Thank you Jenn:) Your latest post was much more revealing and specific!

Laurie H's picture
Laurie H
High school math teacher from California

I think you are using your limited view and experience to make generalizations about a large group of educators. The reality is, teaching is consuming and exhausting. I love it, though, because it is so important and I feel I connect with my students and their families and have their best interests at heart. I do listen to what they think and compromise when I can. Doing that for students is actually extra work on top of an already packed schedule because of the extra hours it takes in communicating with students and parents and its impact on grading, planning and fairness. When I offer extensions or changes to students, I feel I need to throw similar options out there to all my students. It's much easier to not allow choice when you have 150 students. Even if only 10 ask for or need a different timeline or arrangement that's a lot of discussions and individual situations to contend with on a regular basis. I think you should try to follow your own advice and try to understand the perspective of the teacher, too. Maybe give them the benefit of the doubt and try to start a conversation coming from a position of respect for the other human being you are talking to.
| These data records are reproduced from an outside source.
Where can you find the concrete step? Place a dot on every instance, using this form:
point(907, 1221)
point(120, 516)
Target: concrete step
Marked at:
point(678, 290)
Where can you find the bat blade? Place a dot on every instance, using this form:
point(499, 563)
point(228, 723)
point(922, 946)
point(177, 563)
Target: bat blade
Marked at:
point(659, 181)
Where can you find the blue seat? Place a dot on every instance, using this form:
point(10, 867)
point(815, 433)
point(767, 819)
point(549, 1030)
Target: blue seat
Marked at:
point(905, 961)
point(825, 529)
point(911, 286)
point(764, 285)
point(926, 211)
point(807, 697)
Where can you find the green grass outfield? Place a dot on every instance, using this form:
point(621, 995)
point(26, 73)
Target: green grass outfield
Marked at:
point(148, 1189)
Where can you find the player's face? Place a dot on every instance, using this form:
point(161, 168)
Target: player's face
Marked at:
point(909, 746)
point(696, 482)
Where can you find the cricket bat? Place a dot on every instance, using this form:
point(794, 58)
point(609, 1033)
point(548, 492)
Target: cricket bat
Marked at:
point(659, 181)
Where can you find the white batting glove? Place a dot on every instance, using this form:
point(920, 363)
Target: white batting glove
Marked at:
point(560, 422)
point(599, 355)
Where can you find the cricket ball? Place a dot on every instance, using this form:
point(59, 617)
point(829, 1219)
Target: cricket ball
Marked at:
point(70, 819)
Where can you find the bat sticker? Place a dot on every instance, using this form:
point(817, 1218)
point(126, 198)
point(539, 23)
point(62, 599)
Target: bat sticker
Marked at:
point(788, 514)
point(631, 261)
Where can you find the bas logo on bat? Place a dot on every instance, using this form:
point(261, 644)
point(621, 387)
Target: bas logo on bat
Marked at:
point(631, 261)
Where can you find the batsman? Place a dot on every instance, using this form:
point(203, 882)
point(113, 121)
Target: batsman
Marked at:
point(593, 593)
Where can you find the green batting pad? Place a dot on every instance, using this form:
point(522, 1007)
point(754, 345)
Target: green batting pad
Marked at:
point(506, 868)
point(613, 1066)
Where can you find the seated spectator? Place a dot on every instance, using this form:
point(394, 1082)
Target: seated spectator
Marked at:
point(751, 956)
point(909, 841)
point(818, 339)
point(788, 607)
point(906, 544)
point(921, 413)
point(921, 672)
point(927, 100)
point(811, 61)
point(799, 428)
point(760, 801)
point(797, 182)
Try to realize that teaching is a high burnout field because it is so difficult and consuming to be the kind of teacher that can keep academic standards challenging, engagement levels high, and maintain customer satisfaction. And then, at the end of the day, there is still that one whiny parent out there, ready to hurl insults your way because their 'gifted' child didn't get their way. It seems like you would turn any discussion into an argument.

FYI, I have two kids, teach full-time, have masters degrees in economics and in education and need my summers off. I would never be able to do this without the breaks. I do think about the next year, do some work and some planning, but I try to catch up on my reading, sewing and social relationships. My blood pressure goes down during the summers. I exercise and have time to do things with my kids. I don't fret about the laundry. I don't get time during the school year to do these things or feel deeply relaxed. Also, because of being on a school schedule, all vacations are taken during peak season, with peak pricing.

I didn't always teach. I used to work in the finance industry. Trust me, flying around the country and Canada, first class, with flexible hours and comp time, was much easier than teaching. I made more money, too.